France is pushing for changes to the EU’s legislation that would force big tech companies to pay for the news, Financial Times reported. It appears France wants changes that would allow member states to wield more power to punish bad behavior and police more types of content.
French officials want to see changes to the EU’s Digital Service Act, which sets out the responsibilities of Big Tech companies when it comes to policing the web.
Paris wants every member state to have the right to fine tech platforms and force them to remove illegal content. Currently, only countries where tech companies have their headquarters can enforce the EU’s laws.
As a result, Ireland and Luxembourg, where Apple, Google, Facebook and Amazon are based, have disproportionate responsibilities in regulating Big Tech.
Financial Times reported that France is also pushing for the DSA to widen beyond illegal content to the policing of harmful content and disinformation.

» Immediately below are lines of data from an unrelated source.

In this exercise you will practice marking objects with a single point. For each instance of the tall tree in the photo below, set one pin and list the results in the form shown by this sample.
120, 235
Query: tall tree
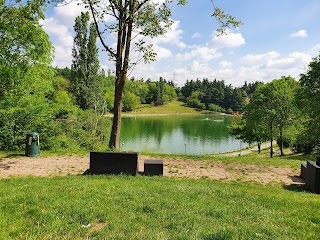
308, 99
25, 76
271, 110
135, 19
85, 82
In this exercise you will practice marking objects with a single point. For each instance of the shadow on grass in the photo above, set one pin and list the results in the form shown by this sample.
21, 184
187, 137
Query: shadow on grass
296, 188
15, 155
298, 185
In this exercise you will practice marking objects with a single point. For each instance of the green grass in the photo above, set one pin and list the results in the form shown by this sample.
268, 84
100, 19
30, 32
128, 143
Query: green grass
174, 107
123, 207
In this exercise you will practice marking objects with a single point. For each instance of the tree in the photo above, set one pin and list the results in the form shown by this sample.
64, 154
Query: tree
85, 80
308, 100
135, 19
270, 111
25, 75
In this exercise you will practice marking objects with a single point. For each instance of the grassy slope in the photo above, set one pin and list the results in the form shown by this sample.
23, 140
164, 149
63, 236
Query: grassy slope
99, 207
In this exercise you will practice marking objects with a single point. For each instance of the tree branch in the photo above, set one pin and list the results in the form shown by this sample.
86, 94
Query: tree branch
99, 34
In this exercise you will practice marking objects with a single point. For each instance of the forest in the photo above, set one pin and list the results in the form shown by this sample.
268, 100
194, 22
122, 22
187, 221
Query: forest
68, 106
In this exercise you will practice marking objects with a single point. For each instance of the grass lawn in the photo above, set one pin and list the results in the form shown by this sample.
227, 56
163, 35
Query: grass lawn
125, 207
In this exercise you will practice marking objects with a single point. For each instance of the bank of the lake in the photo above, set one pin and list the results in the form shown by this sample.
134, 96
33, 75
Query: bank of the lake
178, 134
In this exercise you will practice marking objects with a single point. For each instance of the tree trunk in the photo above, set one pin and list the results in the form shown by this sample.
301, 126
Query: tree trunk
123, 46
281, 144
114, 142
271, 140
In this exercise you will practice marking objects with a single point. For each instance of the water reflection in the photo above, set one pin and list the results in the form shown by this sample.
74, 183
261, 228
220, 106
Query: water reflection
178, 134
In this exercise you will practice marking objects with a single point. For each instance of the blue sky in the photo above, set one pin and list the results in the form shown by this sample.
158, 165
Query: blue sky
277, 38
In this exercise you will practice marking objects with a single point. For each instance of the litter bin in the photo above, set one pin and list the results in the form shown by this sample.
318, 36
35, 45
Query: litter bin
32, 145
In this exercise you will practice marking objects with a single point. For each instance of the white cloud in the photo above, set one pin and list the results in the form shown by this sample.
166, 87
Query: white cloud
197, 67
68, 11
196, 35
62, 57
294, 60
260, 58
230, 40
57, 30
200, 53
162, 52
225, 64
300, 33
172, 36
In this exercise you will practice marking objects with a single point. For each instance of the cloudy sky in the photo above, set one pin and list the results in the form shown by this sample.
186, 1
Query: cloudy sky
278, 38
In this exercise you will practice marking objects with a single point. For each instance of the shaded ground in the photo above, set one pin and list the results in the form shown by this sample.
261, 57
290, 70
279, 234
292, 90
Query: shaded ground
64, 165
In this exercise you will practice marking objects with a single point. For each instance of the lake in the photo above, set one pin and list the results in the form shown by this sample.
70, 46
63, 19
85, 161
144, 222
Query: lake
199, 134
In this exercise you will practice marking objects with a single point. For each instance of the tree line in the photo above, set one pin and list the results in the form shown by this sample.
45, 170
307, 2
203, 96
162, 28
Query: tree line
216, 95
285, 110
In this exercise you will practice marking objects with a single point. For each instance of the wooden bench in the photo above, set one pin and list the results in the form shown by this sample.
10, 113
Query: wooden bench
153, 168
311, 174
113, 163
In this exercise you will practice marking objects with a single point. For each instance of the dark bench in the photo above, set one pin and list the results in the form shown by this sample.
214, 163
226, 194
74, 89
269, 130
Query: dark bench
311, 174
153, 168
113, 163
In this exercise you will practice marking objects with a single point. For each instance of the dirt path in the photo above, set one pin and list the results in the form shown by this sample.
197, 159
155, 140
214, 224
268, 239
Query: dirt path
64, 165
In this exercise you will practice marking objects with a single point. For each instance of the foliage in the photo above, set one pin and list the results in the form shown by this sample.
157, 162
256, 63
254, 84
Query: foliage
135, 20
215, 108
86, 84
130, 101
271, 111
25, 78
214, 92
308, 100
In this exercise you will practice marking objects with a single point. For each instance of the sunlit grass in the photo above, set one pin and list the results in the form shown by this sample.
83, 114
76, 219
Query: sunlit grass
121, 207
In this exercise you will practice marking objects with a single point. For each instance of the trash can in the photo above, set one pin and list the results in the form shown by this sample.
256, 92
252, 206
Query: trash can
32, 145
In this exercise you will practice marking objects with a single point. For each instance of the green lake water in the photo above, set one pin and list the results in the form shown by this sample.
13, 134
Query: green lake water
204, 134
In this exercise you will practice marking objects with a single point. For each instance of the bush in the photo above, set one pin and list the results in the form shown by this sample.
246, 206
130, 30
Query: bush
215, 108
130, 101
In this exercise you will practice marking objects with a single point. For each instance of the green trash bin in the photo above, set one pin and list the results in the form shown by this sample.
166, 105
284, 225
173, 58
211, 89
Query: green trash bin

Apparently, EU officials have concerns that France’s proposals will erode the EU’s single market.
The EU has begun working on two landmark draft European digital regulations: The Digital Services Act (DSA) and the Digital Markets Act (DMA).
The DSA creates a common set of rules on intermediaries’ obligations and accountability across the single market that will open up opportunities to provide digital services across borders while ensuring user protection. It also establishes criteria for qualifying a large online program as a “gatekeeper”. The DMA includes fines of up to 10% of the “gatekeeper” platform’s total worldwide annual turnover, periodic payments of up to 5% of the average daily turnover, or additional remedies.
In short, it means that companies like Facebook and Google will have to pay news organizations for the news that the platforms post. Both companies used scare tactics to sway the opinion of Australians when their government made a similar law. I expect they will do the same to the EU law.